Let's pick apart his argument. I'm guessing that for White a movie in which
children grapple with adolescence and sentimental value over their childhood
belongings is celebrating consumerism. In my book celebrating consumerism
would be a movie about a child not being able to decide what new toy to buy at
Toys R' Us. Consumerism, at its worst, is about companies convincing you that
your old stuff isn't good anymore and to forget it and to buy the new stuff.
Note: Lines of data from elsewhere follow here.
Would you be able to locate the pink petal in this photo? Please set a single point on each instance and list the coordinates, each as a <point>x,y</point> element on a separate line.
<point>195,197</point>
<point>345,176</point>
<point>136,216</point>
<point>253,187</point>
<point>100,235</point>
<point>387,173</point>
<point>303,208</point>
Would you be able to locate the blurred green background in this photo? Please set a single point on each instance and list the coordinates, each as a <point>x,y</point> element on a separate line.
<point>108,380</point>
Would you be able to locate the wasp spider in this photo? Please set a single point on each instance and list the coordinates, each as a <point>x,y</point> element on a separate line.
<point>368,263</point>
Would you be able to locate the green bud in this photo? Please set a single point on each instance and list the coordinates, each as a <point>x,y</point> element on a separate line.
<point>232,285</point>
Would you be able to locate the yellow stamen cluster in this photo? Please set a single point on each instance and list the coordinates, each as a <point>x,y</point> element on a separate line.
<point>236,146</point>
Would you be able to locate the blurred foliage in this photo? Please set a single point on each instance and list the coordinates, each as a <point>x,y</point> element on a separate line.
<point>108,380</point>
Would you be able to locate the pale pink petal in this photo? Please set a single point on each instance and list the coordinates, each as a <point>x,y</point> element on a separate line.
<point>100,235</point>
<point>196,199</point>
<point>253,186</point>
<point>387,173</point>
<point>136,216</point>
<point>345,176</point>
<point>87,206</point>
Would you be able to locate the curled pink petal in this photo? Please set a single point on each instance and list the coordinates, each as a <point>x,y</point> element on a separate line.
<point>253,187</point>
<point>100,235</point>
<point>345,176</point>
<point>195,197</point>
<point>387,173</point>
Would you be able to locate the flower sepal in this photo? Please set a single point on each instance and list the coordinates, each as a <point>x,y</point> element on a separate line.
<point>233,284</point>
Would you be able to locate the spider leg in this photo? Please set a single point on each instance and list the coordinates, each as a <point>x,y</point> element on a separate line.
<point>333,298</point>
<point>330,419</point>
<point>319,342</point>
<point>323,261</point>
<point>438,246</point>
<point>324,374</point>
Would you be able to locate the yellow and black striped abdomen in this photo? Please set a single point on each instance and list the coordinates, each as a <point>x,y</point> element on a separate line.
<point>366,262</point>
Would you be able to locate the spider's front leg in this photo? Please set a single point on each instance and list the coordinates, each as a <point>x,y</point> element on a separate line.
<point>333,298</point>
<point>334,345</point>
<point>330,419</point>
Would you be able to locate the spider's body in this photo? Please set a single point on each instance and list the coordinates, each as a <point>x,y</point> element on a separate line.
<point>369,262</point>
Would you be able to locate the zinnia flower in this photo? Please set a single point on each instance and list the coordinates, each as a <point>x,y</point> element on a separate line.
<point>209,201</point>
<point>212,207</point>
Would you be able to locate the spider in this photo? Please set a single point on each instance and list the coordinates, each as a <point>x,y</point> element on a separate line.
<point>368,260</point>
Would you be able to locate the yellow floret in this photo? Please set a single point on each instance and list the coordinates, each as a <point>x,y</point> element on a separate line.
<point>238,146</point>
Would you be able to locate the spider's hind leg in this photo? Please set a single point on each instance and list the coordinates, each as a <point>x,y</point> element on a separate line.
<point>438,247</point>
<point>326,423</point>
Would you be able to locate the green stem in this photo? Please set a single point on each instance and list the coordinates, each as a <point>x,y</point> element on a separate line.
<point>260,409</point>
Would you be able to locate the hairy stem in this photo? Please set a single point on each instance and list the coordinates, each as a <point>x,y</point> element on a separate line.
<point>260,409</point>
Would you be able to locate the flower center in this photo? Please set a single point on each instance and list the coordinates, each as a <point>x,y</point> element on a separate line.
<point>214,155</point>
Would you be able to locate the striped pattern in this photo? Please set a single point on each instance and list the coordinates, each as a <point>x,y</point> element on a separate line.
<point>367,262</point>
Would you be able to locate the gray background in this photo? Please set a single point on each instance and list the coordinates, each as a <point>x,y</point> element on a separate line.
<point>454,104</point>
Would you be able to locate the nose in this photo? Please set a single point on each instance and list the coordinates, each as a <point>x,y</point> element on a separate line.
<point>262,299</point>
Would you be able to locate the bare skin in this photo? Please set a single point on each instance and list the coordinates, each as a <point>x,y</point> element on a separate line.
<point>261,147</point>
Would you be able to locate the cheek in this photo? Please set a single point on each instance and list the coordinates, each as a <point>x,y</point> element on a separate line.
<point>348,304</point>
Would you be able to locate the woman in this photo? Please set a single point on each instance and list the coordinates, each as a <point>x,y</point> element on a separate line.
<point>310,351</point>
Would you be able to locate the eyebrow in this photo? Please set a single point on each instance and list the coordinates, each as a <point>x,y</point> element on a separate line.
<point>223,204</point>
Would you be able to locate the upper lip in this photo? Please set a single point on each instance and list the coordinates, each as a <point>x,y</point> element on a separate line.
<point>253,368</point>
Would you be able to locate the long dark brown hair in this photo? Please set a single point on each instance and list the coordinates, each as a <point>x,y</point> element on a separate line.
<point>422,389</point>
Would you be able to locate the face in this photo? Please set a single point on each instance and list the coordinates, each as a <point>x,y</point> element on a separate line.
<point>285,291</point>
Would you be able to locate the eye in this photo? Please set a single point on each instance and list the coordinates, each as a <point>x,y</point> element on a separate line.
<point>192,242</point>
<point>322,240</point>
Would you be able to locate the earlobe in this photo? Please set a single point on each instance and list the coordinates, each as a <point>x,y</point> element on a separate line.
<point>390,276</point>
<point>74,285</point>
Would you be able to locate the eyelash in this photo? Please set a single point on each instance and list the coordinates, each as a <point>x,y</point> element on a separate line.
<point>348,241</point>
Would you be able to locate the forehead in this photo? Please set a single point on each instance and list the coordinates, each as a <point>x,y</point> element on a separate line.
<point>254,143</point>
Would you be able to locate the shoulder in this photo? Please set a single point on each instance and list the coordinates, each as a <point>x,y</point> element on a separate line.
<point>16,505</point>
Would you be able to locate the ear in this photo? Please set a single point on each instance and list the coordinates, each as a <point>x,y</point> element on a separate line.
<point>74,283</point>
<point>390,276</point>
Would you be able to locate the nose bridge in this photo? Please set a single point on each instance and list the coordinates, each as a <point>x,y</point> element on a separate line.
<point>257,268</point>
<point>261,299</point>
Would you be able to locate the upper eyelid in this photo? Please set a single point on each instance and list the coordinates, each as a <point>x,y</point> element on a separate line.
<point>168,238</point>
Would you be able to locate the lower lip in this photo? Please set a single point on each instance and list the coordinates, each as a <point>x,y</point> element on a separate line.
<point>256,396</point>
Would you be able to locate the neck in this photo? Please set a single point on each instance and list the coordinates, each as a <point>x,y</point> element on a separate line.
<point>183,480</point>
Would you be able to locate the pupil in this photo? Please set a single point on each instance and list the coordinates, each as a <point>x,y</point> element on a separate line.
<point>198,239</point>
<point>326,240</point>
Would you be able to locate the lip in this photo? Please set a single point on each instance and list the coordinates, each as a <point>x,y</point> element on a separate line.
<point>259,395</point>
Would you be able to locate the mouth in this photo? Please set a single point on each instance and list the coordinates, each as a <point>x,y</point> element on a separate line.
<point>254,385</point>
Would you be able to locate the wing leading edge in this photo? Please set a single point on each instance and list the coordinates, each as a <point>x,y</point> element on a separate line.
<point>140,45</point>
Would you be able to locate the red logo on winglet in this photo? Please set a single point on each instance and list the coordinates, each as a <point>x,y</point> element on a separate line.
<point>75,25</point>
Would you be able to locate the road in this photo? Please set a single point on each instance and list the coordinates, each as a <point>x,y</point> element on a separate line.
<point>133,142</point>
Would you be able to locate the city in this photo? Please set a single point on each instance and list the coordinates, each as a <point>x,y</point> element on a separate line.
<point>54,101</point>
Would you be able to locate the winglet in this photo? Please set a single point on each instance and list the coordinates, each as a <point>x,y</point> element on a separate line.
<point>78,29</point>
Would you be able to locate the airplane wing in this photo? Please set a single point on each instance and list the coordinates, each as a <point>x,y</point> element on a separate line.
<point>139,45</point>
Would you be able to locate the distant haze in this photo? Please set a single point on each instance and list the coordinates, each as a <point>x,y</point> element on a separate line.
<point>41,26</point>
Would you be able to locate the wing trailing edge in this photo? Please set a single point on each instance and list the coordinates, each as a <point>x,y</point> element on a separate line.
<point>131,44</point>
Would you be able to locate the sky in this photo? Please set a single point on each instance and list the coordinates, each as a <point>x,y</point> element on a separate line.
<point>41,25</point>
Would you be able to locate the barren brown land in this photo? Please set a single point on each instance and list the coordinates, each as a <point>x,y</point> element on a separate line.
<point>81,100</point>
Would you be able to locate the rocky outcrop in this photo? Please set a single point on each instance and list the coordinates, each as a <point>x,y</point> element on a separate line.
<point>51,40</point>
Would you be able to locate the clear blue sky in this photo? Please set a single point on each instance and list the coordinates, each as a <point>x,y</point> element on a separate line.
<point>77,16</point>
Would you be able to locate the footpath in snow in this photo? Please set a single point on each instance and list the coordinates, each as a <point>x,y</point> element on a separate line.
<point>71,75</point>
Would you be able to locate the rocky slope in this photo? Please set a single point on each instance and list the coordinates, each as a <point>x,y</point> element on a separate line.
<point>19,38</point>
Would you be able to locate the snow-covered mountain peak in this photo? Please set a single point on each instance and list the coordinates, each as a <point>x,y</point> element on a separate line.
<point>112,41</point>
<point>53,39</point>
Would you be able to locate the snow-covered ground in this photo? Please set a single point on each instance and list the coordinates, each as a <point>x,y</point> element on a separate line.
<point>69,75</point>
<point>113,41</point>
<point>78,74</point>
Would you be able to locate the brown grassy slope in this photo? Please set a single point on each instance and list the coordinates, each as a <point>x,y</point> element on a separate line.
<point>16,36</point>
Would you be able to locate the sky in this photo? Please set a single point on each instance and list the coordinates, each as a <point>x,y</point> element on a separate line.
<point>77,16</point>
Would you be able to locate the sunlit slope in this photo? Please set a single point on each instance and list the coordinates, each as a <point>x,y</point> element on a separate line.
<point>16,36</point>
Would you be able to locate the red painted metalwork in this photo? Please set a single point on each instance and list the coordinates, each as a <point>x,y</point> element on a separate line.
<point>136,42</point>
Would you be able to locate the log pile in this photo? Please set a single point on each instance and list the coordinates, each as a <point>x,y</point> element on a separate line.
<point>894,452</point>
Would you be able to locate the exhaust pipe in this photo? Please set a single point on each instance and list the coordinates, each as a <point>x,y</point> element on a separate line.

Toy Story is about just the opposite. But you wouldn't think that right away
for the seductive allure of agreeing that a popular movie "celebrates
consumerism."

My point is that Armond White takes big words, in the tradition of French
literary and film criticism, drops them in to troll and get attention, and
then sheepishly backs off when you try to scrutinize what he says. This is the
same school that brought you "the author is dead" and "writing precedes
speech." There's nothing for White to defend here. His way of doing criticism
is a house of cards.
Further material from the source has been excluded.